Here, we can see how the influence of revolution impressed upon many who had previously been discriminated against under Tsarism, including Muslim women. In light of the February events, in Tatarstan, the All-Russian Muslim Women’s Congress met to discuss multiple political and religious concerns, as follows:
There, fifty-nine women delegates met before an audience 300 strong, overwhelmingly female, to debate issues including the status of sharia law, plural marriage, women’s rights and the hijab… The conference passed ten principles, including women’s right to vote, the equality of the sexes, and the non-compulsory nature of the hijab. The centre of gravity of the discussions was clearly Jadidist, or further left. A symptom of tremulous times.
The scale of political awakening amongst the inhabitants of Russia’s vast territory, unleashed during the months following February, is unveiled throughout the book. However, Miéville makes clear which revolution was profoundly more transformational. As state authority dwindled with the Provisional Government’s failure to take Russia out of the war, including an escalating social crisis and the glaring presence of where real power laid, the October insurrection articulated the popular will of the masses – upending Kerensky and co, and securing the first socialist workers’ state.

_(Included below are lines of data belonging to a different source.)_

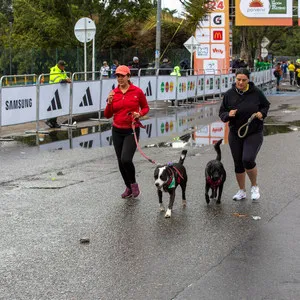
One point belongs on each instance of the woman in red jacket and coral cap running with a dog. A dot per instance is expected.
(125, 102)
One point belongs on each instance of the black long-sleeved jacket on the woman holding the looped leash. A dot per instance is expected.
(246, 103)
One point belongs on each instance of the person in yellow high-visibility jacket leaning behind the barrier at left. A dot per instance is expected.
(57, 75)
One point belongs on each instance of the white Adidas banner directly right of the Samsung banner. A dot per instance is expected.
(54, 101)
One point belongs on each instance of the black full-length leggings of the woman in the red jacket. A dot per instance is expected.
(125, 146)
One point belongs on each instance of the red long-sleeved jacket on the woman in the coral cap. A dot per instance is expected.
(134, 100)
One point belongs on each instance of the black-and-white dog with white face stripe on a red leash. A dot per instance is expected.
(168, 177)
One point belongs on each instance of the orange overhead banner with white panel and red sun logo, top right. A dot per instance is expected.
(264, 13)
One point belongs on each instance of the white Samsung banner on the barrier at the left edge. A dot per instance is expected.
(18, 105)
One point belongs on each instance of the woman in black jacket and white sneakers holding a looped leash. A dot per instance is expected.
(241, 102)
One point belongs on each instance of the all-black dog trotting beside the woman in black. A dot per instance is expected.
(215, 176)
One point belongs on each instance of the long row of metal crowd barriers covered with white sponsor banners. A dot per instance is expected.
(40, 100)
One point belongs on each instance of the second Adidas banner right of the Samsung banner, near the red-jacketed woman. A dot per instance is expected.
(86, 97)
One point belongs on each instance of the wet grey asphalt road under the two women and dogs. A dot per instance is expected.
(202, 252)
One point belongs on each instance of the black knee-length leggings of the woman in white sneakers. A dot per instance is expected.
(244, 150)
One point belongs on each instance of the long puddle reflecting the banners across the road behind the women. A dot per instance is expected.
(198, 125)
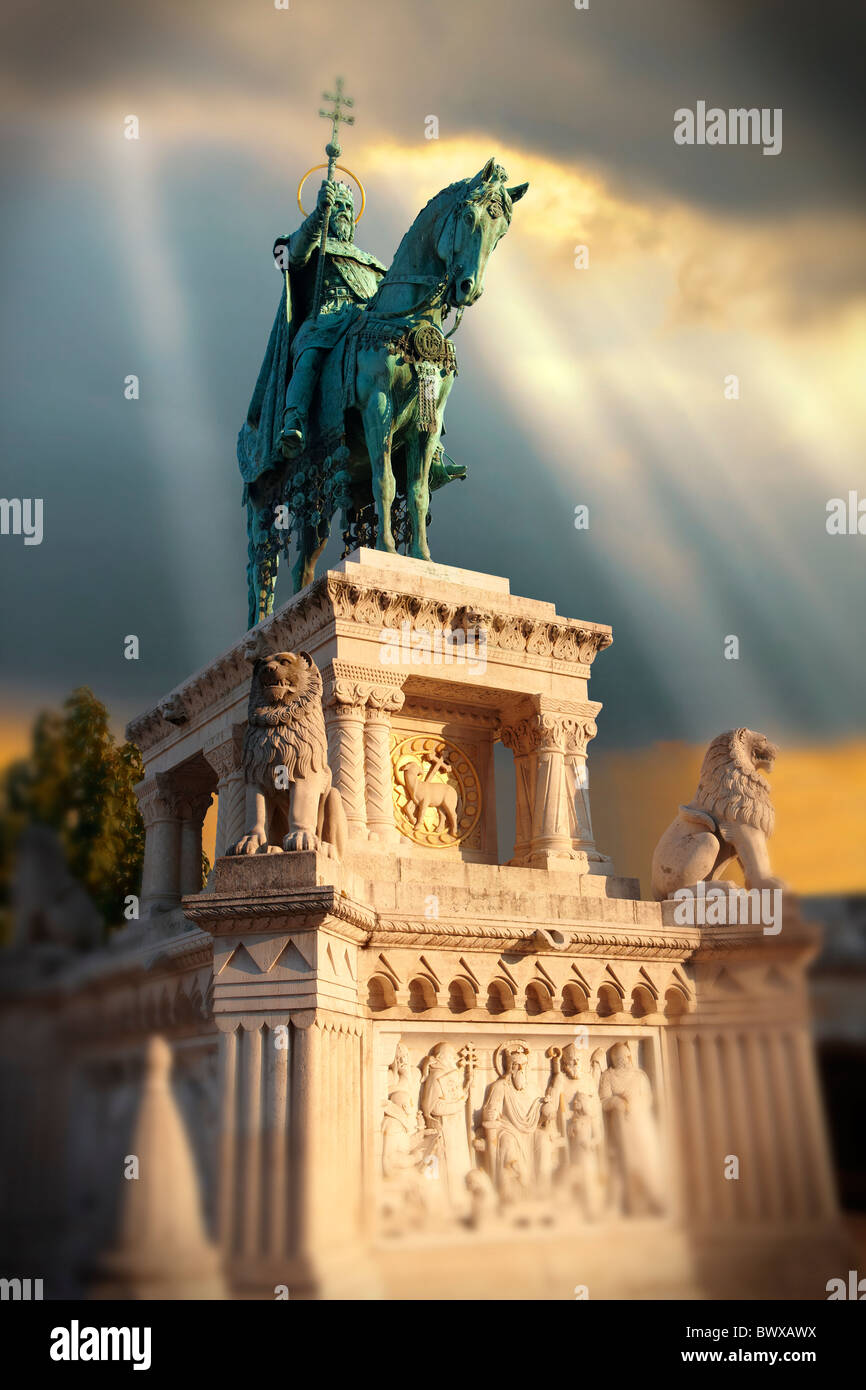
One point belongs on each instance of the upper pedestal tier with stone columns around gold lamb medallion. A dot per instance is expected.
(425, 668)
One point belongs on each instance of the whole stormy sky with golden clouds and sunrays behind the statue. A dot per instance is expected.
(600, 387)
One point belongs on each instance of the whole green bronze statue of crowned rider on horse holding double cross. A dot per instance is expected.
(348, 411)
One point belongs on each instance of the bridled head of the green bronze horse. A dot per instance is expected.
(479, 222)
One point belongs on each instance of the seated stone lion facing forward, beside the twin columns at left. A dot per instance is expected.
(290, 800)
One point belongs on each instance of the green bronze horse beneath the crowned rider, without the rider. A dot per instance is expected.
(376, 425)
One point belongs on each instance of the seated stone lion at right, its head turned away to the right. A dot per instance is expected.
(730, 818)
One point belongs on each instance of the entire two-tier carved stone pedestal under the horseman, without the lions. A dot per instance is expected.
(452, 1071)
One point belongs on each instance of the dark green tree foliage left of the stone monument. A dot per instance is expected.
(79, 780)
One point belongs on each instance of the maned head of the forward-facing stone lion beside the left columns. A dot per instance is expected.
(286, 725)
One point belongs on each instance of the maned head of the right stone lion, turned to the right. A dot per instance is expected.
(730, 786)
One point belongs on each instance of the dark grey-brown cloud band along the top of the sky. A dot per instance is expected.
(598, 87)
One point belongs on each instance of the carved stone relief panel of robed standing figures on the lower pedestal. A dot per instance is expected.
(564, 1128)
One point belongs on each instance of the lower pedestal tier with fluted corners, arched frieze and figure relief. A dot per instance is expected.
(518, 1061)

Yet, although the revolution provided a brief glimpse at a better world, it quickly disintegrated with the subsequent civil war and the failure of revolution to spread to the industrial countries, resulting in isolation and bureaucratic degeneracy. Miéville rightly acknowledges that those who sympathise with the revolution must also engage with its mistakes and crimes: “To do otherwise is to fall into apologia, special pleading, hagiography – and to run the risk of repeating such mistakes.” Nonetheless, October remains a focal point for those who aspire to a more egalitarian society, one that “can be ours, and that it need not always be followed by night.”